As part of our countdown to Advertising Week 2016 in New York City and this year’s Madison Avenue Walk of Fame, we’re profiling the winners from the past 12 years; here are the winners from 2009.
Running Man
Brand Represented: AOL
Year Introduced: 1997
Few mascots have campaigned as hard for the Walk of Fame quite like the AOL Running Man in 2009. Basing his campaign on the tagline “Run, Don’t Walk!” he urged consumers to exercise their right to vote for the icon that makes it his mission to inform, entertain, and connect the world.

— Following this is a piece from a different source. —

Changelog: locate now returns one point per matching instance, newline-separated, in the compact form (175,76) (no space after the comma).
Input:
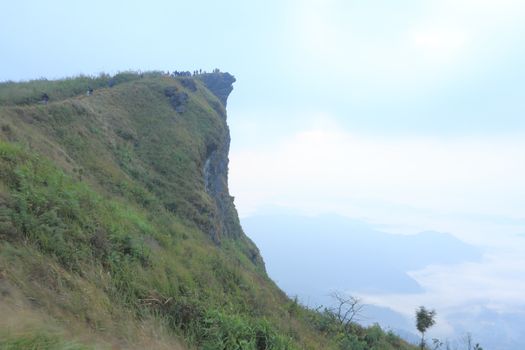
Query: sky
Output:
(405,114)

Part of the Buddy List feature for AIM from AOL that allowed users to instantly know when friends were online, the Running Man was featured everywhere on AOL packaging in the late 1990s to early 2007s. JoRoan Lazaro, the Running Man’s designer, was inspired by silhouette images of men used in 1940s and 1950s postwar American logos and trademarks. Lazaro simplified the design for the Running Man, who organically evolved with the brand. Sadly, much like AIM and the Buddy List, the Running Man is no more in 2016, after years of quiet phasing out before being discontinued in 2011. But real late ‘90s Internet dial-up users will always remember his cheerful, sunny self.
Budweiser Clydesdales
Brand Represented: Budweiser/Anheuser-Busch
Year Introduced: 1933
Long before Super Bowl commercial spots, the Clydesdales were defining Anheuser-Busch as its silent, majestic icons. In 1933, August Busch Jr. and his brother Adolphus gifted their father with a six-horse hitch of Clydesdales that simultaneously moved the entire family to tears and created the phrase, “Crying into your beer.” Their first move after the tears ran their course? The Clydesdales started a tour around the United States, beginning with the White House where they delivered the first post-Prohibition case of Budweiser.
Housed in a brick and stained glass stable in Saint Louis with 175 Clydesdales currently in its herd, the Clydesdales trotted into ad icon fame after being inducted into the 2009 Walk of Fame. Then and now, some of their greatest accomplishments have included appearances in more than 25 Super Bowl commercials (making their debut in 1986), participation in two presidential inaugurations and the Tournament of Roses parades, and meet and greets with thousands of fans.